Cleveland is essentially hoping that Clark can provide reasonable depth while leaving open the option of going all out for LeBron James in 2014 if Clark flops. From that perspective, this is a low-risk move. Cleveland has to spend on somebody and is clearly demonstrating that it has no interest in tying up long-term money into any of the top free agents on the market this offseason. Clark probably will play off the bench and may actually be a decent fit alongside Anthony Bennett in a bench forward rotation, but if he's no good, the team can let him go and preserve cap space for 2014.
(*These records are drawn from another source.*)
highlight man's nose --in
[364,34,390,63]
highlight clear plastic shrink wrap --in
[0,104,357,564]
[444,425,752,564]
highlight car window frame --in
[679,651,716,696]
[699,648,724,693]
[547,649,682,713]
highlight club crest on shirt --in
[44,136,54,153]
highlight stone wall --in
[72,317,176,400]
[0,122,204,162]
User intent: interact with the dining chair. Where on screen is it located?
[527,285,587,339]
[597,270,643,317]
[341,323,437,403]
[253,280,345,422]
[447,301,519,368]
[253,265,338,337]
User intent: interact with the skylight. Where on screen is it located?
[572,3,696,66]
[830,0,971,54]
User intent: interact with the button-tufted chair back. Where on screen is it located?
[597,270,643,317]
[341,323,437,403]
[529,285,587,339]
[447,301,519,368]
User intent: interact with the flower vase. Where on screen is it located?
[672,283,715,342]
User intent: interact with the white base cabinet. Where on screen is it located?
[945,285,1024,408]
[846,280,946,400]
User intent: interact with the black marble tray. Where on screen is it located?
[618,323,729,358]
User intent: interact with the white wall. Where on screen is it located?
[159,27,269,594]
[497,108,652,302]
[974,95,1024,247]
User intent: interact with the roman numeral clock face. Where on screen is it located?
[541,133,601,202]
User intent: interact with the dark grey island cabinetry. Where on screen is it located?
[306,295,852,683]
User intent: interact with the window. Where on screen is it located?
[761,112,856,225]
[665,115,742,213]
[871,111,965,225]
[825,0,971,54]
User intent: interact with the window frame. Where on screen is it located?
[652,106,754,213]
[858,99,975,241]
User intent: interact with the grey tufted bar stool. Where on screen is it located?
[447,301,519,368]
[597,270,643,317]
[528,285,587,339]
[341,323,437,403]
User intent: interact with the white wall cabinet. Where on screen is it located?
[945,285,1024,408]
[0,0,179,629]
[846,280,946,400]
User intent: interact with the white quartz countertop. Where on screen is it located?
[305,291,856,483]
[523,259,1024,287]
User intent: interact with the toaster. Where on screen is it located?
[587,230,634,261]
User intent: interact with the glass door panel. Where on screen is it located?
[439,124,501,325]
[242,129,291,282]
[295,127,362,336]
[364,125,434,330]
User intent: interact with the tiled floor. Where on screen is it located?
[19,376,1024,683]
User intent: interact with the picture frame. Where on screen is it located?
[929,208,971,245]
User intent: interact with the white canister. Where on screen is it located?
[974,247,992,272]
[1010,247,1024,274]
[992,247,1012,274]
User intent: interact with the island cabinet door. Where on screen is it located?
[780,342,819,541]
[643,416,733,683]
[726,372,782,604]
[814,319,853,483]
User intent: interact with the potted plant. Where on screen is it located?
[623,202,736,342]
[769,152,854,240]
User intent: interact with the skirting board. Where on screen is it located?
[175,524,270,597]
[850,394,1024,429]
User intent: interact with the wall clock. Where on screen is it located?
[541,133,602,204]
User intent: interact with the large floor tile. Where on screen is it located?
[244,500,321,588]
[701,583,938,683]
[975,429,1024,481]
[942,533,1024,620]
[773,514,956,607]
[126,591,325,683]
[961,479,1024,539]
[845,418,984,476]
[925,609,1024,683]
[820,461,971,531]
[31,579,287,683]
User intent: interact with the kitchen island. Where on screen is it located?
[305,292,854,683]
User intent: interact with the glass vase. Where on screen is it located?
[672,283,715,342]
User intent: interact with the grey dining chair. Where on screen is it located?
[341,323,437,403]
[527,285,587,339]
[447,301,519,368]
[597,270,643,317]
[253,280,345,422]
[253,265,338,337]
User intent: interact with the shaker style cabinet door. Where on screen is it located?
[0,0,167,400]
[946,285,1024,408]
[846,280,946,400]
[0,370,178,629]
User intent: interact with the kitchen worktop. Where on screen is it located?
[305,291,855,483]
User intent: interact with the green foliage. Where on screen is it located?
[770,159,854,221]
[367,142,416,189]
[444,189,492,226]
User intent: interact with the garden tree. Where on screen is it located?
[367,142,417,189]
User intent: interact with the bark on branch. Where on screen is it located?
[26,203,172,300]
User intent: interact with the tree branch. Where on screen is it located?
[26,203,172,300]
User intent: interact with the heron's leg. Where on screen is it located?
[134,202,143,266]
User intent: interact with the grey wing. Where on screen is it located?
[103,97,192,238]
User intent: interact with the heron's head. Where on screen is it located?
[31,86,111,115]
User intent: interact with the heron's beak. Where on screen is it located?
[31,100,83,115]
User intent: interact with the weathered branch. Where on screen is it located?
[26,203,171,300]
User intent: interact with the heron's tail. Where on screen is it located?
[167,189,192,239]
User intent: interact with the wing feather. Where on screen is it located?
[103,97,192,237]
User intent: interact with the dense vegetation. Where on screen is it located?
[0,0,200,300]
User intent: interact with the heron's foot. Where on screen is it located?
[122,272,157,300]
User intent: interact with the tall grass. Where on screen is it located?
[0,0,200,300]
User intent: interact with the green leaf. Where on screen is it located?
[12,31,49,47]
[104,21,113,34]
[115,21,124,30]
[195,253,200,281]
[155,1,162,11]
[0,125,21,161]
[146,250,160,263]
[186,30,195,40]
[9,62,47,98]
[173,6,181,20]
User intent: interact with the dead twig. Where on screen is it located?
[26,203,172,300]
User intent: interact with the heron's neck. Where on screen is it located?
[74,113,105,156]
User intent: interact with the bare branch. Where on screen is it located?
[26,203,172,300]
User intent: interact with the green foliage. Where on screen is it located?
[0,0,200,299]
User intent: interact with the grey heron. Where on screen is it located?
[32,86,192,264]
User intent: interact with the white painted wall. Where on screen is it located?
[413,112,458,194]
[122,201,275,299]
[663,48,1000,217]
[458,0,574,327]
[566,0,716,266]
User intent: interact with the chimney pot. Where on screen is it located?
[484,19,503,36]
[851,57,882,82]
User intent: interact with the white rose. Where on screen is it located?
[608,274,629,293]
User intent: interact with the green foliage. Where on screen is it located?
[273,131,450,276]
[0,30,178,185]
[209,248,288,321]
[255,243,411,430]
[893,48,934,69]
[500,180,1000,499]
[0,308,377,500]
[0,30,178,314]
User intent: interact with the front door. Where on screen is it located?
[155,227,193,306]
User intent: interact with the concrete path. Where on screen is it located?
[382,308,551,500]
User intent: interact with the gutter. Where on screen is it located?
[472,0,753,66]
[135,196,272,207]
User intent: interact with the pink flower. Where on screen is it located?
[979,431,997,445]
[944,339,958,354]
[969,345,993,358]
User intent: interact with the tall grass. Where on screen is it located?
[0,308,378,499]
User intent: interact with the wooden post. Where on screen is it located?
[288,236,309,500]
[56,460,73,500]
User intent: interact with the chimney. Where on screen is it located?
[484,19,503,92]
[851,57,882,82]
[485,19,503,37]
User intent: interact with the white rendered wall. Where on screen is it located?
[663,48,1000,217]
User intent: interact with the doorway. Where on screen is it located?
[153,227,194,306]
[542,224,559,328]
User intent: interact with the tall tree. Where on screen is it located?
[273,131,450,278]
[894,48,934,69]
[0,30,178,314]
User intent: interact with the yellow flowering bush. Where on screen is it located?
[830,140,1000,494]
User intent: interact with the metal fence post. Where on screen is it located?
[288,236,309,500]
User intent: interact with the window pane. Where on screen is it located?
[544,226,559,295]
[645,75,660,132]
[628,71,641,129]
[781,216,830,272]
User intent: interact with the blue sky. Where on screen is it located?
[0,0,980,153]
I wouldn't expect much from Clark this year on the court, though. His "breakout year" was really fueled by a torrid-shooting stretch in the middle of the season that's unlikely to be sustainable. In January, Clark averaged 10.3 points and 8.4 rebounds a game while shooting just under 50 percent from the field and just over 54 percent from three-point range. For the rest of the season, including playoffs, he averaged just 6.2 points and 4.6 rebounds per game on 41.5 percent from the field and 28 percent from downtown. Clark has basically been a useful NBA player for about six weeks in a four-year career ... and he's turning 26 next season.
There's very little risk for Cleveland so it's hard to bash this deal, but I doubt Clark makes the kind of impact Cavaliers fans are probably hoping next season.